De manera que debemos acostumbrarnos todavía a tener a cada poco una demostración de violencia callejera. Son muchos años, es mucha su legitimidad social por pasiva (‘se defendían’, se escuchó estos días), no hay esfuerzo compartido por acabar con esa lógica y, al fin y al cabo, es la misma que alienta manifestaciones de violencia en todo el orbe liberal capitalista: en Europa, en Estados Unidos o en cualquier ciudad occidental.
Y esto es muy distinto de la violencia terrorista, sea en su formato especializado (el de la banda) o el de menor intensidad (nuestra ‘kale borroka’). En ese caso, el que hemos conocido aquí, hay una organización que no solo acude a la violencia, sino que la establece como eje articulador de su estrategia y procedimiento. Siendo instrumental también, la violencia terrorista adopta una centralidad diferente a otras. La organización armada diseña y disciplina la violencia subsidiaria. No hubo una ‘kale borroka’ como efecto espontáneo del descontento social. Estaba programada y alineada con los objetivos de ETA. En la actualidad, por diferentes razones, no hay esa ventana de oportunidad para que esta violencia callejera cobre la forma de violencia terrorista.

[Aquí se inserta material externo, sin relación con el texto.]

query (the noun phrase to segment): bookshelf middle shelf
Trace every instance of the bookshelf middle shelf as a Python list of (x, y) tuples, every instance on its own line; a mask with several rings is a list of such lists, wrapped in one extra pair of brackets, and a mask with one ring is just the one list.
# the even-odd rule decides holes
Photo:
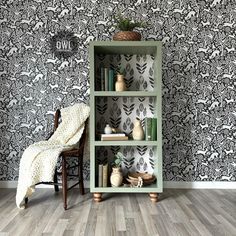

Ello no hace menos preocupante lo que a cada poco ocurre, y debería estimular un debate y un esfuerzo social por erradicar la violencia, la presente y futura, y la que algunos sostuvieron antes. Pero esto que vimos el pasado domingo está a años luz de lo que veíamos antes de 2011. Es bueno poner cada cosa en su sitio para poder obrar en consecuencia.